2. Pakaian adat Naik Baileo

Pakaian adat Naik Baileo sama dengan pakaian Cele, namun terdapat perbedaan pada bagian atas baju berwarna hitam. Pakaian ini digunakan dalam acara atau ritual yang berkaitan dengan adat, seperti upacara adat Naik Baileo atau Cuci Negeri.

Pakaian dengan corak hitam ini melambangkan nilai kesakralan dan kewibawaan. Sedangkan, kain cele berwarna merah melambangkan nilai keberanian yang bertanggung jawab. Pada bagian pundak, diberi saputangan merah polos yang merupakan lenso adat.

3. Pakaian adat Kebaya Dansa

Pakaian adat kebaya dansa berbentuk seperti kemeja leher bundar yang tidak memakai kancing, berbahan saten atau beludru merah, berlengan panjang, dipakai hiasan renda, warna keemasan pada pinggiran kebaya dansa.

Pakaian ini dipakai pada waktu pesta rakyat oleh lelaki, sedangkan wanita memakai pakaian rok. Pakaian adat kebaya dansa biasanya digunakan oleh Masyarakat Strata Atas (berlaku pada masa penjajahan). Jenis kain boleh polos tapi boleh juga jenis kembang kecil.

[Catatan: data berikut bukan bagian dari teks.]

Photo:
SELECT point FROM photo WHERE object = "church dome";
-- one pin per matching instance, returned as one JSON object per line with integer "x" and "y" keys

4. Pakaian adat Kabasaran Dari Babar/Pakaian Raja

Kabasaran Dari Babar/Pakaian Raja merupakan pakaian adat yang berasal dari Pulau Masela, Kabupaten Maluku Barat Daya, Provinsi Maluku. Pakaian adat ini terbuat dari tenunan kapas.

Untuk laki-laki, pakaian ini terbuat dari kain basta yakni tenunan kapas yang telah berusia tua. Kain basta panjangnya antara 10–15 meter tidak dijahit melainkan dibelit seperti memakai busana Sari dari India.

Sementara, untuk perempuan yang menggunakan pakaian ini dengan mengenakan kebaya hitam yang dipadu dengan kain tenun warna merah yang juga hasil tenuan dari kapas. Selain itu, terdapat aksesoris yang digunakan, yakni mas bulan purnama di kepala (Piina) yang digunakan pihak laki-laki sebagai lambang mahkota raja.

Sedangkan untuk pihak perempuan mengenakan mas bulan sabit di dada (Marna Whura) melambangkan luasnya wilayah yang dimiliki, mas telinga yang modelnya besar dengan motif kuku yang tajam bergerigi melambangkan kekuatan serta kewibawaan untuk menjaganya.

5. Pakaian adat Mustiza

Baju mustiza atau baju basumpa menjadi bagian penting dalam adat pernikahan masyarakat Maluku, khususnya Ambon. Pakaian adat ini merupakan bentuk akulturasi budaya Ambon dan Portugis.

Hal itu tidak lepas dari keberadaan warga keturunan Portugis yang umumnya disebut sebagai Mustiza atau Mestiezen oleh masyarakat setempat. Baju pengantin ini berwarna putih, berlengan panjang dari kain brokat dengan variasi motif renda kecil.

Baju ini memiliki motif baju cele leher bundar terbelah pada leher, bagian tangan kancing dari baju ditutup dengan band tangan yang divariasi dengan manik-manik warna emas. Pada bagian kiri pakaian akan disisipkan lenso pinggang.

6. Pakaian adat Nona Rok

Pakaian nona rok berasal dari Maluku Tenggara yang dipakai pada acara, seperti pesta pernikahan maupun acara kenegaraan. Biasanya pakaian ini dipakai oleh pendeta, guru, atau orang terpelajar, keluarga golongan menengah dan keluarga golongan pemerintahan.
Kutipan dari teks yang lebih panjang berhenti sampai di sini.